Signs of financial problems surfaced in April 2008 when mortgage-backed securities issued to finance the Lodgian deal were transferred to a special servicer, according to Trepp. Mr. Morais said in an email that Kronos never defaulted on the loan. Rather, Kronos’ equity partner took over the hotel portfolio, because Kronos was behind on two months of equity payments, and later turned it over to the special servicer, he said. Kronos fell behind because lenders were controlling its access to revenue, he said.
But that same April, Kronos was announcing other deals including a hotel development in Atlanta’s Buckhead section that never moved forward. Kronos also announced it was eight new hotels valued at about $45 million, two from Cooper Hotels of Memphis in St. Louis and Atlanta, according to the news release. But Pace Cooper, president of that company, says both of those deals fell through.
Later that year, inspectors for the Pennsylvania state Agriculture Department issued a health code citation to a hotel owned by Kronos that was using a room air conditioner to keep food cool, a department spokeswoman said. She said the department didn’t proceed with the action because the hotel was sold.
Meantime, at JFK, Messrs. Morais and Mir ran into problems with Holiday Hospitality Franchising Inc., an affiliate of Intercontinental Hotels Group, which handles franchising of the Crowne Plaza and other brands. Towards the end of 2008 it terminated the Crowne Plaza license agreement with the JFK hotel because it defaulted on its financial obligations, according to a lawsuit filed against the hotel by Holiday Hospitality in federal court.
In that lawsuit, Holiday Hospitality alleged that the hotel continued to use the Crowne Plaza name even after the franchise agreement was terminated. The hotel eventually agreed to change its name to the JFK Plaza. A suit is pending against Messrs.

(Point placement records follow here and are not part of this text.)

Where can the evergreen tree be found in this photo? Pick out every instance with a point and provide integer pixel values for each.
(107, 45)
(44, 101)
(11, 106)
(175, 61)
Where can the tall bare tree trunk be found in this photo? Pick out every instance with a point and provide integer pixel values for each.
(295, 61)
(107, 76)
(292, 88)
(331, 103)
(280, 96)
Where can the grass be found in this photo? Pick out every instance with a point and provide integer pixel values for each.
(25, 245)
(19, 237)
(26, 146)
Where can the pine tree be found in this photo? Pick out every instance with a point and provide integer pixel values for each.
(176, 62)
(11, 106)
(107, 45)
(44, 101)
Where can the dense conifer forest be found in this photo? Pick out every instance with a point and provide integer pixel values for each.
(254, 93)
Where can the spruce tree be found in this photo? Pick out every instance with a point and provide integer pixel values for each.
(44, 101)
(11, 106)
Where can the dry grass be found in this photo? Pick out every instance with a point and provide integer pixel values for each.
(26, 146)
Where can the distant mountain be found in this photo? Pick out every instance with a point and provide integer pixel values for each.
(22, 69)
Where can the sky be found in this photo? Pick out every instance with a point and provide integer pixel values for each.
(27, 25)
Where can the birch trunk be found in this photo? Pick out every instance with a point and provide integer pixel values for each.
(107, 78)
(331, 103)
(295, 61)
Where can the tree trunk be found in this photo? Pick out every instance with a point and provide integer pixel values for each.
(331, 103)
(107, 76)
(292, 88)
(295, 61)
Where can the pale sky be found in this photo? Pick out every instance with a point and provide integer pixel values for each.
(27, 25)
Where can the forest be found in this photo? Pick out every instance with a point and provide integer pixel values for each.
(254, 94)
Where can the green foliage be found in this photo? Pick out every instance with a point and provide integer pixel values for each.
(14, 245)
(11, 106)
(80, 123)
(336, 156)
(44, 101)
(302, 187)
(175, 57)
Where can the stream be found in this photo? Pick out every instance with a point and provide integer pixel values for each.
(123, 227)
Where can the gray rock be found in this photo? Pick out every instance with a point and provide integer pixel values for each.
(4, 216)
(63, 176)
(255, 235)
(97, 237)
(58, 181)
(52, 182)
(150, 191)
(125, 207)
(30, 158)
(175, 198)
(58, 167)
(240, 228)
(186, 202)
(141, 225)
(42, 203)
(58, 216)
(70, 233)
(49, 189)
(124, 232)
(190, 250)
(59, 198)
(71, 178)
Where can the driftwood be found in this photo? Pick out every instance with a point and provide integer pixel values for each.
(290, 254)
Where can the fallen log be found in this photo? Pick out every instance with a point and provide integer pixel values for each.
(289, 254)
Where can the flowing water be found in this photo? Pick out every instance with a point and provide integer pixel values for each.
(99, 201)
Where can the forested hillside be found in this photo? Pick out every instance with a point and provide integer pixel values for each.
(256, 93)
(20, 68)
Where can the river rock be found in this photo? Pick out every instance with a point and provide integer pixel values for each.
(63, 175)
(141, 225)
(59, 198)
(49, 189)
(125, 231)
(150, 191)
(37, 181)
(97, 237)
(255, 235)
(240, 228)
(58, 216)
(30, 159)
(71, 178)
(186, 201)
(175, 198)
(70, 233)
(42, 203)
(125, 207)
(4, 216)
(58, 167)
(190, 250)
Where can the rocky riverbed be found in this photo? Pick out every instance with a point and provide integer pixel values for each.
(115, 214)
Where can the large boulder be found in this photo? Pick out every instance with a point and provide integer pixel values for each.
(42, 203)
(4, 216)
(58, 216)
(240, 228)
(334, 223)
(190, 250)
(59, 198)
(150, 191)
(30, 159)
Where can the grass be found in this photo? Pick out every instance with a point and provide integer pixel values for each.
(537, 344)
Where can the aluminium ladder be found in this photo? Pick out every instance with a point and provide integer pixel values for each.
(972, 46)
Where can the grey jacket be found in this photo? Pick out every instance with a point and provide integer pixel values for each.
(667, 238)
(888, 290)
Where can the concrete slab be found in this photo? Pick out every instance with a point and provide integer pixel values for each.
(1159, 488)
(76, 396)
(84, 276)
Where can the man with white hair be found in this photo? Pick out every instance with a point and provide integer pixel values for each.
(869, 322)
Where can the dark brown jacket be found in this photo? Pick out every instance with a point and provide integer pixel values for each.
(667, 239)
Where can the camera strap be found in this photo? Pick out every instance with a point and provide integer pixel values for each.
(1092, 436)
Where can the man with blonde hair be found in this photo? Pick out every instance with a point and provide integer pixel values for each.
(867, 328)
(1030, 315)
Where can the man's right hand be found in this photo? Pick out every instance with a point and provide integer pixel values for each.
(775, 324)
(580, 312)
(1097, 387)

Morais and Mir personally by Holiday Hospitality demanding more than $3 million in damages related to its alleged unauthorized use of the Crowne Plaza name. Messrs. Morais and Mir are contesting the suit.
Fortress launched foreclosure action against the JFK hotel in November 2008 and later sold the $9.75 million in debt on the JFK hotel to investment firm Neshgold for about $5 million, according to Mr. Drobenko. Last October, the hotel filed for Chapter 11 bankruptcy protection.
Late last year, Neshgold succeeded in convincing bankruptcy court Judge Carla Craig to appoint a trustee to run the JFK hotel, alleging a range of financial abuses including using hotel revenue to pay personal expenses. Messrs. Morais and Mir denied the allegations in court papers. In her decision approving a trustee, Ms. Craig said: “There has been, I think, gross mismanagement of the affairs…by current management.”
In his email, Mr. Morais pointed out that all the revenue from the JFK hotel was put in a lockbox controlled by Fortress, which had money available to pay the Crowne Plaza franchise fees from that. But the trustee in the case said it was the hotel’s responsibility to pay the franchise fees and that Fortress passed on sufficient money from the lockbox for it to do so.
Mr. Morais criticized the trustee, saying: “He denied our day in court.”